The readable storage medium may be a usb disk, a removable hard disk, a Read-Only Memory (ROM), a random access Memory (Random Access Memory, RAM), a magnetic disk, or an optical disk, and the like.

Those of skill would further appreciate that the various illustrative elements and algorithm steps described in connection with the embodiments disclosed herein may be implemented as electronic hardware, computer software, or combinations of both, and that the various illustrative elements and steps are described above generally in terms of functionality in order to clearly illustrate the interchangeability of hardware and software. Whether such functionality is implemented as hardware or software depends upon the particular application and design constraints imposed on the solution. Those skilled in the art may implement the described functionality using different approaches for each particular application, but such implementation is not to be considered as outside the scope of this application.

Claims

1. A method of visual localization comprising:

determining a final positioning by utilizing a plurality of candidate positioning;

a process of training the neural network model, comprising:

acquiring a plurality of panoramic photos from the live-action map, and determining the geographic position of each panoramic photo;

training the neural network model by using the training sample, and determining the trained neural network model as the positioning model;

performing anti-distortion transformation on the panoramic photos to obtain a plurality of groups of plane projection photos with the same length-width ratio, wherein the method comprises the following steps:

dividing each panoramic photo according to different focal length parameters in the anti-distortion transformation to obtain a plurality of groups of plane projection photos with different visual angles;

dividing each panoramic photo according to different focal length parameters in the anti-warping transformation to obtain a plurality of groups of plane projection photos with different visual angles, wherein the method comprises the following steps:

2. The visual positioning method of claim 1, wherein said determining a final position fix using a plurality of said candidate position fixes comprises:

the geometric center of the geometric figure is taken as the final positioning.

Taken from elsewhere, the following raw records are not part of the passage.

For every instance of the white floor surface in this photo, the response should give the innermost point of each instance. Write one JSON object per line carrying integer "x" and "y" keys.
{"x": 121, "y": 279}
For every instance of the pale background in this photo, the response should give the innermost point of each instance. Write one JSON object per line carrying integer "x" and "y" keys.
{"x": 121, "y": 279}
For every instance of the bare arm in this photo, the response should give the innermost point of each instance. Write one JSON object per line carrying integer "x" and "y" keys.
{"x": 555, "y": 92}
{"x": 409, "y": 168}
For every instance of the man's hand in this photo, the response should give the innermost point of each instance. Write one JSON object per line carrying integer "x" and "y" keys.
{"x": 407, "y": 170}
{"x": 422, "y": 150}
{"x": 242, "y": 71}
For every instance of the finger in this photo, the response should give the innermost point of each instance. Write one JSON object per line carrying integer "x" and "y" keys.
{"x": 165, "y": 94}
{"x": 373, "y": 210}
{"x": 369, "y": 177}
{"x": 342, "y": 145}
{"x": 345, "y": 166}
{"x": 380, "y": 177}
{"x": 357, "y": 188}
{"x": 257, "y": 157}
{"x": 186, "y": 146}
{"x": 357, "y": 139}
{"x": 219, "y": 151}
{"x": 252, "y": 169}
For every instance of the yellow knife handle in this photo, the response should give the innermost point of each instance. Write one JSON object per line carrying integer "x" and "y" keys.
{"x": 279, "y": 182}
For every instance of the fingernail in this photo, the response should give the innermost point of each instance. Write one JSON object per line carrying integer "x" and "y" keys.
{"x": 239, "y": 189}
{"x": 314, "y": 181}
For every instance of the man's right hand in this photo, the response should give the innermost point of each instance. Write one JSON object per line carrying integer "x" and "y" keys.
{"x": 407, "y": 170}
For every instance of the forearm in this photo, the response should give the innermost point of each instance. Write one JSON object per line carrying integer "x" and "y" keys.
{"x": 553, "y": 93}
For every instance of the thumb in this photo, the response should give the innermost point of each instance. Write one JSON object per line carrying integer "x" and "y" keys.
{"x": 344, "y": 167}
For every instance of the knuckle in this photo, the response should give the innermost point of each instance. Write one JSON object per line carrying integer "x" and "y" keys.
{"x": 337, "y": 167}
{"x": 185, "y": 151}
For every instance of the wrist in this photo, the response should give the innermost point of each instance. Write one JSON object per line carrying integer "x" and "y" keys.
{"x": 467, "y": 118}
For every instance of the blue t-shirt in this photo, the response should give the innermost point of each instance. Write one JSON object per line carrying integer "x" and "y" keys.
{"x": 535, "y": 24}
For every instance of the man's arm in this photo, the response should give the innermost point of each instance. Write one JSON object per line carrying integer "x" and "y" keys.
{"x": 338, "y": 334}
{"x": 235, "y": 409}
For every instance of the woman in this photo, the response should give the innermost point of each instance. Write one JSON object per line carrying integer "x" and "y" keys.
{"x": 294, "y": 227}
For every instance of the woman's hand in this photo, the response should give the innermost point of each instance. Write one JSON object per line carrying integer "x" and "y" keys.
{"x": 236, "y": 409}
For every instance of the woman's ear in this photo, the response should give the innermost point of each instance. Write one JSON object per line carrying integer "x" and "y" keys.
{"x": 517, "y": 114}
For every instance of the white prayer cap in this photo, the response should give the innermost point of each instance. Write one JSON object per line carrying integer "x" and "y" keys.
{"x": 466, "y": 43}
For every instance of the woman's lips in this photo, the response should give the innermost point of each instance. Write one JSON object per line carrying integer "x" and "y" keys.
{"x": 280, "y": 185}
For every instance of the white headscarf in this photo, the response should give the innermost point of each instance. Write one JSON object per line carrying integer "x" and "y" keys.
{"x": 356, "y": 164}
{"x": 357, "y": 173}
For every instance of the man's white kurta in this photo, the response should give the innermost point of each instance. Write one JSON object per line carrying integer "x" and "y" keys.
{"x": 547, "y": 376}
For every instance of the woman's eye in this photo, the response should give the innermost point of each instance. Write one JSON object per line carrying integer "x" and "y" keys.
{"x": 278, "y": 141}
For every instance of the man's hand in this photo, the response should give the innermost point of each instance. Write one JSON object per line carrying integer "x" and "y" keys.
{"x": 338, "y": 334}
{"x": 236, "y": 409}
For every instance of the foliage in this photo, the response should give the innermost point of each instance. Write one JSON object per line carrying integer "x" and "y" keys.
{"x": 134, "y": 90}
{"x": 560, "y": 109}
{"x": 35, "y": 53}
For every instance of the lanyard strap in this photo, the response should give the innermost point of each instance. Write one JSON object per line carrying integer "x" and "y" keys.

3. The visual positioning method of claim 2, further comprising:

4. The visual localization method of claim 1, wherein the process of training the neural network model further comprises:

5. The visual positioning method according to claim 1, wherein randomly dividing the wide-angle photograph to obtain an atlas to be measured comprises:

6. A visual positioning device, comprising:

the positioning output module is used for determining final positioning by utilizing a plurality of candidate positioning;

a model training module that performs a process of training the neural network model, comprising:

the panoramic photo acquisition unit is used for acquiring a plurality of panoramic photos from the live-action map and determining the geographic position of each panoramic photo;

the anti-distortion transformation unit is used for carrying out anti-distortion transformation on a plurality of panoramic photos to obtain a plurality of groups of plane projection photos with the same length-width ratio;

the geographic marking unit is used for marking geographic marks for each group of plane projection photos according to the corresponding relation with the panoramic photos; the geographic markers include geographic locations and specific orientations;

the model training unit is used for training the neural network model by using the training sample and determining the trained neural network model as the positioning model;

the performing a reverse distortion transformation on the panoramic photos in the reverse distortion transformation unit to obtain a plurality of groups of planar projection photos with the same aspect ratio, including:

7. A visual positioning apparatus, comprising:

a memory for storing a computer program;

a processor for implementing the visual localization method of any one of claims 1 to 5 when executing the computer program.

8. A readable storage medium, characterized in that it has stored thereon a computer program which, when executed by a processor, implements the visual localization method according to any one of claims 1 to 5.